Search code examples
pythonmachine-learningtime-serieszero

Deal with excessive number of zeros


ipdb> np.count_nonzero(test==0) / len(ytrue) * 100                                                                                          
76.44815766923736

I have a datafile counting 24000 prices where I use them for a time series forecasting problem. Instead of trying predicting the price, I tried to predict log-return, i.e. log(P_t/P_P{t-1}). I have applied the log-return over the prices as well as all the features. The prediction are not bad, but the trend tend to predict zero. As you can see above, ~76% of the data are zeros.

Now the idea is probably to "look up for a zero-inflated estimator : first predict whether it's gonna be a zero; if not, predict the value".

In details, what is the perfect way to deal with excessive number of zeros? How zero-inflated estimator can help me with that? Be aware originally I am not probabilist.

P.S. I am working trying to predict the log-return where the units are "seconds" for High-Frequency Trading study. Be aware that it is a regression problem (not a classification problem).

Update

enter image description here

That picture is probably the best prediction I have on the log-return, i.e log(P_t/P_{t-1}). Although it is not bad, the remaining predictions tend to predict zero. As you can see in the above question, there is too many zeros. I have probably the same problem inside the features as I take the log-return on the features as well, i.e. if F is a particular feature, then I apply log(F_t/F_{t-1}).

Here is a one day data, log_return_with_features.pkl, with shape (23369, 30, 161). Sorry, but I cannot tell what are the features. As I apply log(F_t/F_{t-1}) on all the features and on the target (i.e. the price), then be aware I added 1e-8 to all the features before applying the log-return operation to avoid division by 0.


Solution

  • Ok, so judging from your plot: it's the nature of the data, the price doesn't really change that often.

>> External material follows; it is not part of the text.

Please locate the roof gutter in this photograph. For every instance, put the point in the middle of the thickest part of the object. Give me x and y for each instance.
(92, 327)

    Try subsampling your original data a bit (perhaps by a factor of 5, just look at the data), so that you generally see a price movement with every time-tick. This should make any modeling much MUCH easier.

    For the subsampling: I suggest you do simple regular downsampling in time domain. So if you have price data with a second resolution (i.e. one price tag every second), then simply take every fifth datapoint. Then proceed as you usually do, specifically, compute the log-increase in the price from this subsampled data. Remember that whatever you do, it must be reproducible during the test time.

    If that is not an option for you for whatever reasons, have a look at something that can handle multiple time scales, e.g. WaveNet or Clockwork RNN.